Dikili'nin eski Belediye Başkanı Osman Özgüven ise, buraya Berçenek Şenliklerine katılmak için geldiklerini, bir önceki gün Termik Santral işçilerinin eylemine destek vermek istediklerini ancak yetkililerin engeline takıldıklarını söyledi. Özgüven konuşmasında, “Buraya gelmeden önce Termik Santralde eylem yapıldığını duyduk. İşçilere destek vermek için oraya gittik. Ancak yetkililer içeri girmemize mani oldular. İşçilere destek vermek amacıyla burada bulunduğumuzu söyledik .Uzun uğraşlar sonucunda içeri girdik. Biz buraya emekçilere destek olmak için geldik” dedi.
İKTİDAR SUYUMUZA GÖZ DİKTİ
Suların AKP hükümeti tarafından yeni yasa çıkarılarak satılmak istendiği söyleyen Özgüven; "İktidar suyumuza göz dikti. Dereler, göller, ırmaklar, kuyular satılmak isteniyor. Bunları şirketlere satma yolunu da buldular. DSİ aracılığıyla, 49 yıllığına tüm su kaynaklarının tahsisini yapmaya hazırlanıyorlar. Su kanununu çıkararak geleceğimizi satacaklar. Suyumuzu tüketecekler.
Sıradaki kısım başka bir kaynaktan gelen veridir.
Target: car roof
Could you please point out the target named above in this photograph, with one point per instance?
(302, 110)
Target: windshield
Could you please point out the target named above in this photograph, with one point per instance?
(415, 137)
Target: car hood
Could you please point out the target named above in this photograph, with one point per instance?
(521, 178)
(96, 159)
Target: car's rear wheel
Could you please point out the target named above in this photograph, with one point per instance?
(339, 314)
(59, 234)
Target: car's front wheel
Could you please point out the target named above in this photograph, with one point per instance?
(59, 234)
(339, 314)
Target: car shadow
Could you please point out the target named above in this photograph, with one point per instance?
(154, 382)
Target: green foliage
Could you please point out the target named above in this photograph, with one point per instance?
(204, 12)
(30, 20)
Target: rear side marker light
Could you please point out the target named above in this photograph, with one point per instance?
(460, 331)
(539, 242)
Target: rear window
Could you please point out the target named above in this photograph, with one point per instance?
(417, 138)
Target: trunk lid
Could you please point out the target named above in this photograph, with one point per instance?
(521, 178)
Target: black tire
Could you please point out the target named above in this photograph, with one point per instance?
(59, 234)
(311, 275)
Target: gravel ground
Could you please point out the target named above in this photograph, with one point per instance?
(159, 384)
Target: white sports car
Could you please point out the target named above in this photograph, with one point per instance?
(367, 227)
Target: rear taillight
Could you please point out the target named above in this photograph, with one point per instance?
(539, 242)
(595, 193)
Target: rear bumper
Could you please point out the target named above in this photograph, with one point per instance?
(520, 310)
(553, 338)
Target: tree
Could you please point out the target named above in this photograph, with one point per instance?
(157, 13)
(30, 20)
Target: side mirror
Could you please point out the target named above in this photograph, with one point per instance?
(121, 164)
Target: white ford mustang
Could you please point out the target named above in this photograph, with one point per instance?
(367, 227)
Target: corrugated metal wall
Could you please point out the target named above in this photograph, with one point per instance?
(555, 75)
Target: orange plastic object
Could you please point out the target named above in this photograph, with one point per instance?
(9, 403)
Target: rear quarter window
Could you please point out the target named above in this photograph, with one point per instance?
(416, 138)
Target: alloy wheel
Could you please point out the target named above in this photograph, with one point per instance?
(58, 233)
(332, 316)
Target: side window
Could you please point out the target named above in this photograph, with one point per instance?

Su tükendikten sonra isyan etmek yerine, şimdiden isyan edersek suyumuzu koruruz ve onlara suyumuzu sattırmayız" dedi. Şimdiden isyanımızı başlatmamız gerekiyor diyen Özgüven; "Bir avuç egemenin suyumuzu satmalarına müsaade etmemeliyiz. Birlikte güç olmalıyız. Çünkü halk istemezse kimse bir şey yapamaz. Halkın önünde kimse duramaz. Zaman suyumuzu satanlara isyan zamanıdır" dedi. Özgüven ilçesinde suyun 13 tonunu 1 kuruş yaparak nasıl su tasarrufu sağlandığını da anlattı.
Şenliklerin akşam bölümünde ise Mustafa Tatlıtürk’ün seslendirdiği türküler eşliğinde doyasıya eğlenildi.